In this thesis we present algorithmic and modeling contributions for Stackelberg games that help address challenges due to problem size. Stackelberg games consider that one player, called leader, commits a strategy first and the other player, named follower, observes this strategy and plays a best response.

In this thesis we address the problem size that arises due to large leader action space, or because the interaction between the leader and the follower is evolving over time. In the last case, we model this interaction as a stochastic game.

In Chapter 1, we present a situation where a defender, the leader in the Stackelberg game, has to pair up resources to do patrol labor. In this case the set of pure strategies is exponentially large. We show a mixed integer programming formulation with polynomial number of variables and an exponentially sized set of constraints that can be separated in polynomial time. Moreover, we design sampling methods to retrieve implementable strategies for the defender. We show a case study in border patrolling labor of Carabineros de Chile. We show that our model with the cut-generation scheme outperforms other models, scaling up to large size instances.
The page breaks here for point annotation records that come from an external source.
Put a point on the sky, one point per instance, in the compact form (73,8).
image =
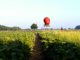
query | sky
(23,13)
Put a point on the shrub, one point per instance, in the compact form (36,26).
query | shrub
(62,51)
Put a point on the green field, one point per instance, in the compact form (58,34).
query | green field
(55,44)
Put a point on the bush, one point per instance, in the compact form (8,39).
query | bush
(14,50)
(62,51)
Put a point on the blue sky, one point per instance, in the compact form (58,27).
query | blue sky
(22,13)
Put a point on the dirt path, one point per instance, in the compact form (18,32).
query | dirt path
(37,53)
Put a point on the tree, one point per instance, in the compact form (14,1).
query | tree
(34,26)
(77,27)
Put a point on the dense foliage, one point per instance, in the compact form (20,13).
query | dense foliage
(16,45)
(60,45)
(34,26)
(77,27)
(2,27)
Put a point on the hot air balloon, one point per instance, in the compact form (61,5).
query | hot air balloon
(46,21)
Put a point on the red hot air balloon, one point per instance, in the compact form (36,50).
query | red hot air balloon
(47,21)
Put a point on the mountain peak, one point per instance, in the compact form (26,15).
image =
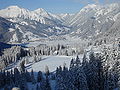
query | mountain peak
(40,10)
(13,7)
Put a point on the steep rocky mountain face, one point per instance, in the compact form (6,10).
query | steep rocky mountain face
(91,22)
(32,25)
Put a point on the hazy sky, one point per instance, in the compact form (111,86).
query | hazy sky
(54,6)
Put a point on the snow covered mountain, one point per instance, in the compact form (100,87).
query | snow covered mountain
(32,25)
(92,21)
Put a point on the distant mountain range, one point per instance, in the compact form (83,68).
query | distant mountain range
(93,21)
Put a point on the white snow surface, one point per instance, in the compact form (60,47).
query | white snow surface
(52,62)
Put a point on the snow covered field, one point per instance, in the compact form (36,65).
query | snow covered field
(52,62)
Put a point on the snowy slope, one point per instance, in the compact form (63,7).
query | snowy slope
(52,62)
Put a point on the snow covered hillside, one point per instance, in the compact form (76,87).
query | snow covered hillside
(91,22)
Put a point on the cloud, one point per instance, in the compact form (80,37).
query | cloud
(96,1)
(84,2)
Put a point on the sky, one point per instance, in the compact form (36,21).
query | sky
(53,6)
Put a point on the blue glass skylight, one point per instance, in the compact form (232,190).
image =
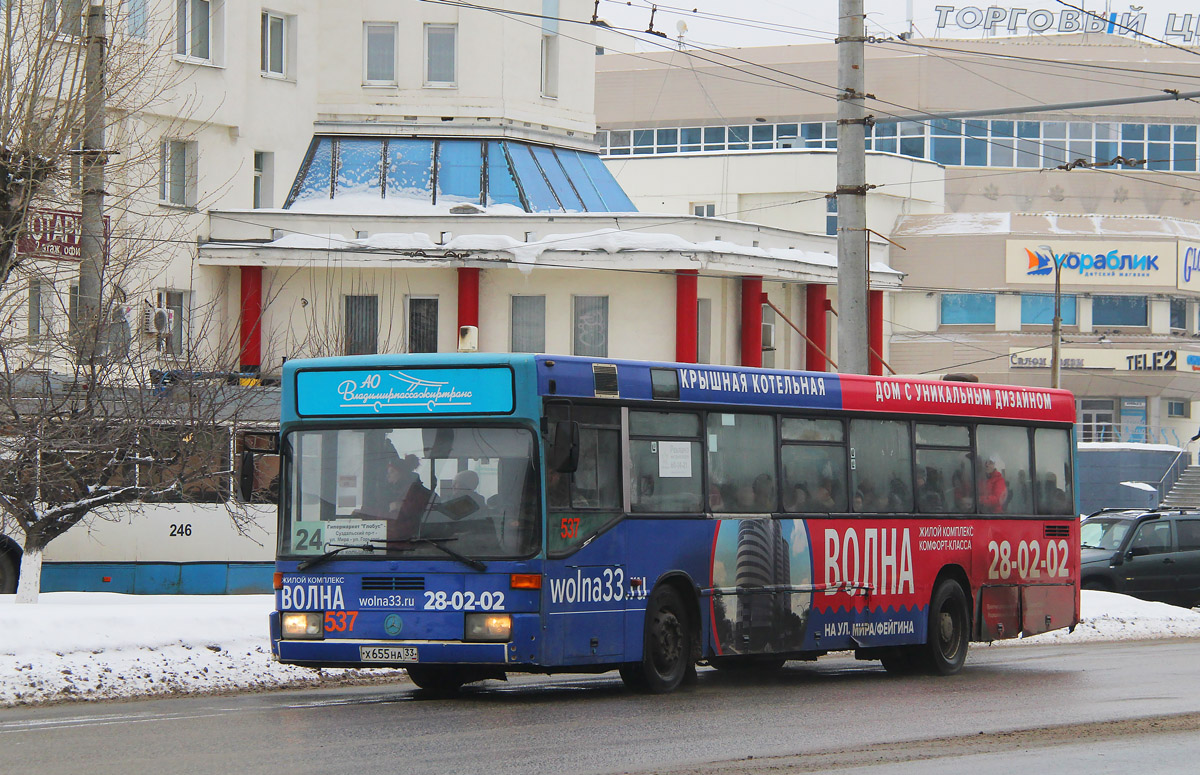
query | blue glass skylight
(437,172)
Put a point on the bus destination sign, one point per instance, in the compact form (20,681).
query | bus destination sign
(405,391)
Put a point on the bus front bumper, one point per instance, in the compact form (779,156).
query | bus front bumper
(353,653)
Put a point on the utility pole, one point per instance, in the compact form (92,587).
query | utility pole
(852,310)
(89,316)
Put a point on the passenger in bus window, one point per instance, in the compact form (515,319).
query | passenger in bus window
(929,490)
(401,475)
(763,493)
(993,488)
(463,485)
(964,498)
(823,498)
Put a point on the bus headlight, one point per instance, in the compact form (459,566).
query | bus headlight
(489,626)
(307,625)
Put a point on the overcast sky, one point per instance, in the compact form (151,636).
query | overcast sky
(723,23)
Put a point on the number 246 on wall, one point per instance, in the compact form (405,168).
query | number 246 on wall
(1031,562)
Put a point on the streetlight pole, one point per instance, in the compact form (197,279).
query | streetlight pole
(1056,328)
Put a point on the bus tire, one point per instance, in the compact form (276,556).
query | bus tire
(765,662)
(10,569)
(436,679)
(666,647)
(948,631)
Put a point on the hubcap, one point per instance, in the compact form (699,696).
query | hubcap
(667,642)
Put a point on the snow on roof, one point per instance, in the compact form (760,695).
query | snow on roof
(95,646)
(609,240)
(1114,446)
(1045,223)
(375,204)
(954,223)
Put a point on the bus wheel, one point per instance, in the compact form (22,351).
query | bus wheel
(946,646)
(9,570)
(666,650)
(437,679)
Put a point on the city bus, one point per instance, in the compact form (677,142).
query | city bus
(463,516)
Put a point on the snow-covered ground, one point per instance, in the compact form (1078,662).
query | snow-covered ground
(99,646)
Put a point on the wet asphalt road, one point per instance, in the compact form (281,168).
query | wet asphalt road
(835,714)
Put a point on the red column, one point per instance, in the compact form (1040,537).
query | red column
(815,328)
(251,359)
(751,320)
(468,296)
(875,334)
(685,316)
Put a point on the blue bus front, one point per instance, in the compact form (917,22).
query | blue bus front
(411,520)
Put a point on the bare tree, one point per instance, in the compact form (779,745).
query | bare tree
(139,402)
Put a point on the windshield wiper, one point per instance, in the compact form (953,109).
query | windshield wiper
(339,548)
(469,562)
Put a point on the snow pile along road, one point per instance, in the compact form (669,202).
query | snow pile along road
(1107,616)
(101,646)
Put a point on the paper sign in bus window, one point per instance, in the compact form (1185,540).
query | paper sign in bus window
(675,460)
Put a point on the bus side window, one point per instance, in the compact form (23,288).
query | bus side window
(943,481)
(742,463)
(882,475)
(1002,455)
(665,454)
(1051,455)
(588,500)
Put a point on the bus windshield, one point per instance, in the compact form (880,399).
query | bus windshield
(402,491)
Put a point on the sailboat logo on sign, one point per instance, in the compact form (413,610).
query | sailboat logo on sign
(1191,263)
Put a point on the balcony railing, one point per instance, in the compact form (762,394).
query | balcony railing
(1127,433)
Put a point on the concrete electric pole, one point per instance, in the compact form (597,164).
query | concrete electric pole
(90,318)
(852,278)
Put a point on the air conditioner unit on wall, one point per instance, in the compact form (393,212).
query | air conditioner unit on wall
(157,322)
(768,336)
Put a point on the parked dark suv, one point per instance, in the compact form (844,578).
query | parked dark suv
(1149,554)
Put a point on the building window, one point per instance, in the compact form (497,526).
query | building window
(441,41)
(528,324)
(1180,314)
(361,325)
(274,44)
(174,341)
(264,179)
(423,324)
(1038,308)
(550,65)
(178,180)
(591,326)
(378,54)
(193,34)
(65,17)
(35,328)
(1119,311)
(136,20)
(969,308)
(703,330)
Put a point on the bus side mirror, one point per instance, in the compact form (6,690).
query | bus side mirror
(563,455)
(246,476)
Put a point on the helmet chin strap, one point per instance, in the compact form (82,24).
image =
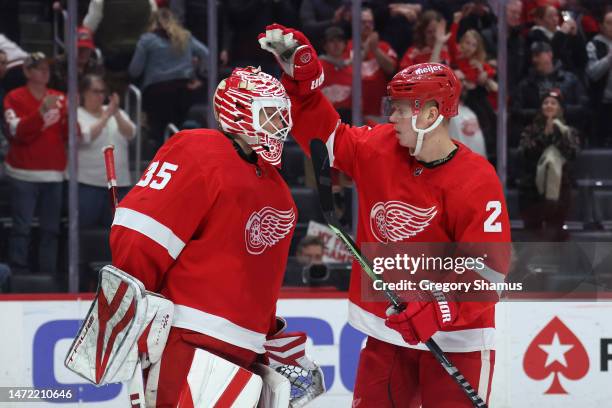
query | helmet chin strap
(421,133)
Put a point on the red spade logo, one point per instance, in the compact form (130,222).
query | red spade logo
(556,350)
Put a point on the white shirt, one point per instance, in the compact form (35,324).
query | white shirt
(91,168)
(14,54)
(465,128)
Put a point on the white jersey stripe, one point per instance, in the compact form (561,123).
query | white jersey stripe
(485,371)
(150,228)
(219,328)
(460,341)
(330,145)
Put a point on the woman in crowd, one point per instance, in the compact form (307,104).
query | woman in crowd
(164,57)
(100,125)
(547,146)
(430,39)
(468,57)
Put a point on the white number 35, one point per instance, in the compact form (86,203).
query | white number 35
(163,176)
(490,224)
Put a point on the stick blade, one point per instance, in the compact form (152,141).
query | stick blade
(322,170)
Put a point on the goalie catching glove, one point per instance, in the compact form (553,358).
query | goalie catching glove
(286,354)
(296,56)
(421,320)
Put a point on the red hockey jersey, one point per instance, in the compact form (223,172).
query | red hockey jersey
(37,149)
(211,232)
(456,202)
(338,84)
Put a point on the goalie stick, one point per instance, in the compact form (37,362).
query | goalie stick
(111,176)
(322,170)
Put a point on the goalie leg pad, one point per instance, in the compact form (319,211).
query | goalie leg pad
(124,323)
(215,382)
(103,350)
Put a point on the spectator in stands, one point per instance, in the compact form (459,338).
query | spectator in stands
(37,121)
(468,57)
(568,47)
(309,250)
(545,193)
(14,77)
(399,24)
(245,19)
(599,73)
(100,125)
(378,64)
(316,16)
(164,58)
(478,16)
(544,75)
(430,39)
(87,61)
(118,24)
(516,42)
(465,128)
(338,72)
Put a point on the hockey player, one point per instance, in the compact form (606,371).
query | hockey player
(414,185)
(208,226)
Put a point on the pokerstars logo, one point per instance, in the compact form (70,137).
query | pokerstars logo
(556,350)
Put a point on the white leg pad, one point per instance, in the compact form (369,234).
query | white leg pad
(216,382)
In Chapter 2 we show a method to scale up an algorithm to compute optimal strategies in the context of opportunistic crime modelling, via a multi-layer clustering. Inside each cluster the algorithm can scale up in reasonable times. This methodology can be adapted to any problem where geographical aspects are important and the number of targets is large.

In Chapter 3 we face the problem of computing stationary policies that form a strong Stackelberg equilibrium in stochastic games. We find a family of instances where both, Value Iteration and Policy iteration converge to a strong Stackelberg equilibrium. We show via a counterexample that this is not always possible. Also, we show computationally that Value Iteration applied to security games instances seem to always converge to a unique strong Stackelberg equilibrium. Finally, we study mathematical programming formulations to compute a Stackelberg equilibrium in stochastic games.

Finally, in Chapter 4 we study a dynamic game, where a central agency aim to avoid the overexploitation of water, controlling the marginal cost of water extraction in agriculture. We model this situation as a stochastic game where the leader is the central agency and the followers are farmers who seek to maximize an instantaneous reward function at each period. In our setting, the leader maximizes the total discounted reward of the whole set of farmers. We find that we can achieve better levels of water in the steady-state by controlling the marginal cost. Finally, we propose a robust optimization approach to include uncertainty in our model.